Oil problem with Subaru Forester 2007

subaru
forester

#1

I took my 2007 Forester to the dealer because the dome light wasn’t going on when I opened the door. While there for that repair under my warranty, they asked me where I had been taking my car for maintenance. I said only to you. They said there was sludge in the engine and that it needed to be cleared out. They said I also needed an oil change (I had had one 5,000 miles before) because I was two quarts low on oil. This all sounds both fishy and scary to me. I said something must be wrong with the car if it loses two quarts of oil in 5,000 miles and that they should find out what was wrong. The dealer said that was normal. No one I know considers that normal. Has anyone else had a similar problem? Any ideas what could be wrong? Does anyone consider losing two quarts of oil in 5,000 miles normal?


#2

2 quarts over 5000 miles is higher consumption.

However you should always check your oil every 3-4 fillups and top as needed.

My guess is the engine was possibly shorted around a 1qt or so and you are seeing normal consumption + that on a 2007.

I would start checking your oil every 2-3 fillups and keep track of added amounts. Othwerwise you are setting yourself for some very expensive car repairs.


#3

Before getting into a discussion of normal oil consumption, somebody has to point out to Bellaluna that her failure to check the engine’s oil level between oil changes constitutes owner negligence.

The object is to never allow the engine’s oil level to fall more than 1 qt below the full mark on the dipstick. Once the first qt of oil is consumed, the rate of oil consumption increases geometrically because the remaining 4 qts of oil have to do the lubricating and cooling work of 5 qts, which they are not able to do properly.

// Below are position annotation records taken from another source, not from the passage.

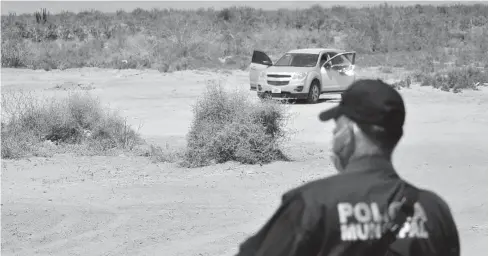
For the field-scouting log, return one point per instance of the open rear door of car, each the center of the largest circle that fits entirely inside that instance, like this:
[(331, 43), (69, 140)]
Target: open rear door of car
[(260, 61), (344, 69)]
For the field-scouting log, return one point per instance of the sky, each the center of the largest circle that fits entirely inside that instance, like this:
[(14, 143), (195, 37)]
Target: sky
[(20, 6)]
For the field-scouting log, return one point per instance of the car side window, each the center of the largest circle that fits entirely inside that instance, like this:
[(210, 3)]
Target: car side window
[(338, 60), (324, 58)]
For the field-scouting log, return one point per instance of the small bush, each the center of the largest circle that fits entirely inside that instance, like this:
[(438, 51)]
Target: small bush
[(29, 121), (455, 79), (228, 126)]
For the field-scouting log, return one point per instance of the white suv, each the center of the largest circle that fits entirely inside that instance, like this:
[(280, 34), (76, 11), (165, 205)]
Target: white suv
[(302, 74)]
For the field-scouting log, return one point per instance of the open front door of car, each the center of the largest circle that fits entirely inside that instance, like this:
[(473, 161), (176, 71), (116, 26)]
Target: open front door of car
[(343, 69), (260, 61)]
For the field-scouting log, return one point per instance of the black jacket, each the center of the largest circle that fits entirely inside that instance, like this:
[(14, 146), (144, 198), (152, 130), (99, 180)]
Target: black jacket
[(349, 210)]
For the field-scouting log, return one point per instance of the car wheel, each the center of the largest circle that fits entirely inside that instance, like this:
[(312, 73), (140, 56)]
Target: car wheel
[(314, 93), (265, 96)]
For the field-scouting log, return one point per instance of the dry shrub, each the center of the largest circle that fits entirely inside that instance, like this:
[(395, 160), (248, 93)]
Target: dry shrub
[(79, 119), (455, 79), (228, 126)]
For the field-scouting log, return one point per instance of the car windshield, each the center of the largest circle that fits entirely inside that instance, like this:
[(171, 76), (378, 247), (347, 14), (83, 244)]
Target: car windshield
[(298, 60)]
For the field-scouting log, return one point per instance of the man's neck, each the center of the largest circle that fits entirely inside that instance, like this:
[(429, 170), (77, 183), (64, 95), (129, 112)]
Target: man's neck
[(362, 153)]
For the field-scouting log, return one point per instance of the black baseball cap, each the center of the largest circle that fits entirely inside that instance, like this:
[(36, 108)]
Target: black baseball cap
[(370, 102)]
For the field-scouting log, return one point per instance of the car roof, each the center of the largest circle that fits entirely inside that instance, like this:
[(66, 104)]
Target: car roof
[(315, 50)]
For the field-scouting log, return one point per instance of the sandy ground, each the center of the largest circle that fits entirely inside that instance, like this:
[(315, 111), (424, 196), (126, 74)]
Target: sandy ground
[(125, 205)]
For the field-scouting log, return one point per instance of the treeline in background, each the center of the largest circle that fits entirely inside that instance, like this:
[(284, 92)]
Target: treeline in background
[(421, 36)]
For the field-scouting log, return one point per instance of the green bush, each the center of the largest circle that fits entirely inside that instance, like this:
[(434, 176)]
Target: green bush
[(29, 121), (229, 126)]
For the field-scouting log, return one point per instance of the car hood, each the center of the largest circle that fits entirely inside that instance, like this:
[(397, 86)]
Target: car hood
[(278, 69)]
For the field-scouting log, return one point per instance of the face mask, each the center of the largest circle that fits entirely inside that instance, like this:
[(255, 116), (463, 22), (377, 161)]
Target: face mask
[(342, 147)]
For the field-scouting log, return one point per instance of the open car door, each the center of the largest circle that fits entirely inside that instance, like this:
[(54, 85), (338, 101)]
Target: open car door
[(260, 61), (341, 68)]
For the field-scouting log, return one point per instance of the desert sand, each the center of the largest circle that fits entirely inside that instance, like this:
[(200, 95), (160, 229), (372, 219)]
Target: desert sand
[(126, 205)]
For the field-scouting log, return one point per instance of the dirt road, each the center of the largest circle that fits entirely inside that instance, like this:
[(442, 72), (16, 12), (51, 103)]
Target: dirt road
[(125, 205)]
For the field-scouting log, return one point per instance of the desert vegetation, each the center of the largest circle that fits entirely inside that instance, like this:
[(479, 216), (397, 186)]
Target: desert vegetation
[(42, 126), (421, 36), (445, 47), (228, 126)]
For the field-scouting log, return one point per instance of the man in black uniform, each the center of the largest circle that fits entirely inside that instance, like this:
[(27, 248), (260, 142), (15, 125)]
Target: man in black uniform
[(366, 209)]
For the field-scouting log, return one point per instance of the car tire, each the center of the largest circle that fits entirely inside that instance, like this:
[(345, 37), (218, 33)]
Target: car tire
[(314, 93), (265, 96)]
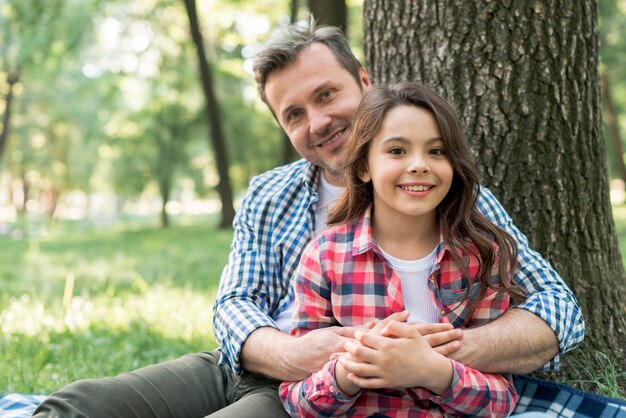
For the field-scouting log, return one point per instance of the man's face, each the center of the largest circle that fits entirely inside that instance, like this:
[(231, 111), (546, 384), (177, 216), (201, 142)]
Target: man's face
[(315, 99)]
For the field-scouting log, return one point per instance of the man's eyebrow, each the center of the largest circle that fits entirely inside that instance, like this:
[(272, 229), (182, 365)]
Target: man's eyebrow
[(316, 91)]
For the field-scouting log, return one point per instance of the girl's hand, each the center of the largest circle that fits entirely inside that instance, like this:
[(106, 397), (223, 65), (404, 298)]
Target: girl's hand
[(396, 355)]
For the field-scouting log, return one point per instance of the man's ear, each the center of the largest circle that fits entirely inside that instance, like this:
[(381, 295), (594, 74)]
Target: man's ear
[(364, 173), (366, 82)]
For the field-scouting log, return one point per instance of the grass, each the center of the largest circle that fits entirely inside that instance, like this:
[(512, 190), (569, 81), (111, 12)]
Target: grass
[(140, 295)]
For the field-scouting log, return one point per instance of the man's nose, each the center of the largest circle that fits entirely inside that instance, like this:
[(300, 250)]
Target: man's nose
[(319, 121)]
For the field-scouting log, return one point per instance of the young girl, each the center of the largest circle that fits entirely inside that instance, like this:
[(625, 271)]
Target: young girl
[(407, 237)]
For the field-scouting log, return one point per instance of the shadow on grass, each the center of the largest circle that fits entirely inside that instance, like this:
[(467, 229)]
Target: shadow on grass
[(42, 364)]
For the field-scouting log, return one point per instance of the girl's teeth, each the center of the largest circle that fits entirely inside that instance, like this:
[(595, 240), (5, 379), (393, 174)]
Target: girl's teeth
[(416, 188)]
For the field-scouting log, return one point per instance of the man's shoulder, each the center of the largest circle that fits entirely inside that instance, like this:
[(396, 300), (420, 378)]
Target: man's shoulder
[(282, 176)]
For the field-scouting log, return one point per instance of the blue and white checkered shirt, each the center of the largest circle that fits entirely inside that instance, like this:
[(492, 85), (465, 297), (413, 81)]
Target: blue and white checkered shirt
[(275, 222)]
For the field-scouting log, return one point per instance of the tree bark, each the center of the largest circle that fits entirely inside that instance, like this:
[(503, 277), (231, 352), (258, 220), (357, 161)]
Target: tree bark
[(524, 79), (289, 153), (610, 120), (12, 79), (212, 112), (330, 12)]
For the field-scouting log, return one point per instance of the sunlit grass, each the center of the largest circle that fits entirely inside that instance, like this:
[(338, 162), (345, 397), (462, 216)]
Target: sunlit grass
[(78, 302), (138, 296)]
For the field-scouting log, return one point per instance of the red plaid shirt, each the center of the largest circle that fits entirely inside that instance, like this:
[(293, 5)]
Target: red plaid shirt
[(344, 280)]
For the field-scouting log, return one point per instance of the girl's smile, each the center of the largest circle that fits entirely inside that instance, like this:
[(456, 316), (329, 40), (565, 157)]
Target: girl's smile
[(408, 167)]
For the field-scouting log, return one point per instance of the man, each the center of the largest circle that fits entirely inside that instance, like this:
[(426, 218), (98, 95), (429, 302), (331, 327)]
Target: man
[(312, 84)]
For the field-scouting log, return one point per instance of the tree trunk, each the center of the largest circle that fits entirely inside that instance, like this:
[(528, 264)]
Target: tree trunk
[(212, 112), (524, 79), (164, 187), (289, 153), (610, 120), (330, 12), (12, 79)]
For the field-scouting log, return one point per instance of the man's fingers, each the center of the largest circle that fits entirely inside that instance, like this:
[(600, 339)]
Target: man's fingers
[(449, 348), (344, 331), (445, 337), (396, 329), (367, 383), (359, 369), (431, 328), (364, 353)]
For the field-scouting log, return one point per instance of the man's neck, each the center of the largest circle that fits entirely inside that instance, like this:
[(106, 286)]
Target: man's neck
[(331, 178)]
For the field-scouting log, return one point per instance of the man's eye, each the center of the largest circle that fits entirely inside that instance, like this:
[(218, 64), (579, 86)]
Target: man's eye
[(293, 115)]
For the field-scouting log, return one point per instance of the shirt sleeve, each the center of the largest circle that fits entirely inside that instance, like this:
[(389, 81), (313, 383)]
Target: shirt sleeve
[(313, 308), (548, 296), (242, 303), (317, 395), (475, 394)]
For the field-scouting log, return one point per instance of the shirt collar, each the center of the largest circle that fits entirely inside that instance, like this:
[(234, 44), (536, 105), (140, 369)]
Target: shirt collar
[(310, 175), (364, 241)]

The remaining oil then becomes more contaminated with combustion byproducts and its viscosity begins to break down, thus further increasing the rate of oil consumption. Then, after more oil consumption, the remaining 3 qts of oil becomes extremely stressed, and it breaks down even further. As the oil is consumed, the rate of engine wear also increases–and that is not good.

So, whether the engine was “shorted” on oil at its last oil change or not, the fact remains that the OP is not doing herself or the car’s engine any favors by ignoring the most basic part of car care–opening the hood at least every few weeks and checking the level of all the fluids.

As to what constitutes a normal rate of oil consumption, every car manufacturer with which I am familiar will state that the consumption of 1 qt every 1,000 miles is “within normal limits”. That is not to say that this rate of consumption is desirable, but that it is certainly not unheard-of. Thus, the consumption of 2 qts within 5k miles would be considered “normal”, even if it is not desirable.

Now, we come to the issue of oil change intervals. Whether a 5k regimen for oil changes is acceptable depends very much on how long it took the OP to accumulate those 5k miles. If she accumulated 5k miles in 6 months or less, then changing the oil every 5k is probably okay. However, if it took more than 6 months to accumulate those miles, then the OP is not changing her oil often enough.

If the OP has not been changing her oil often enough over the past 3 years, it is entirely possible that the engine has accumulated sludge and that an engine flush was a good idea. She needs to give us more information on her maintenance schedule in order for anyone to make a valid judgment on that issue.

However, until we get more information, the only thing that appears “scary” (to use the OP’s terminology) is someone who fails to check his/her oil between oil changes. That is one of the best ways to increase the rate of oil consumption, to cause a build-up of oil sludge, and to cause serious engine damage.

Unless the OP wants to continue to court danger for both her engine and her pocketbook, she will get into the habit of checking her oil and other fluids at least once every 2 or 3 weeks.


#4

Actually, what you should do at this point is to ask them to SHOW you the sludge.
I’d like to know how this dealership found sludge in the engine when the car was brought in because the dome light wasn’t working.

I have a very hard time believing that there’s any sludge in the engine.
How many miles are on the car?

BC.


#5

An engine can very well sludge up due to 5k miles oil change intervals depending on the driving habits and environ conditins.
An issue to me is how they determined this. Practically, the only way of even making a reasonable guess on this would be if the bottom of the oil filler cap was sludged up.

An even bigger issue is your not raising the hood to inspect the oil level and eventually this is going to come back and bite you; just as it has a number of other posters on this forum. There seems to be a real rash of this over the last year or so.

As to oil consumption a lot depends on mileage, how the car was broken in, any overheating episodes, and one of the biggest ones of all; not changing the oil regularly enough.
Extended oil changes like this can coke up the piston oil control rings and when this happens the engine WILL use oil.

I can’t even start to remember how many Subaru engines I’ve torn apart and discovered that while the compression rings were still free in their lands, the oil control rings were coked solid courtesy of longer oil change intervals.
E.G., compression good and still an oil burner.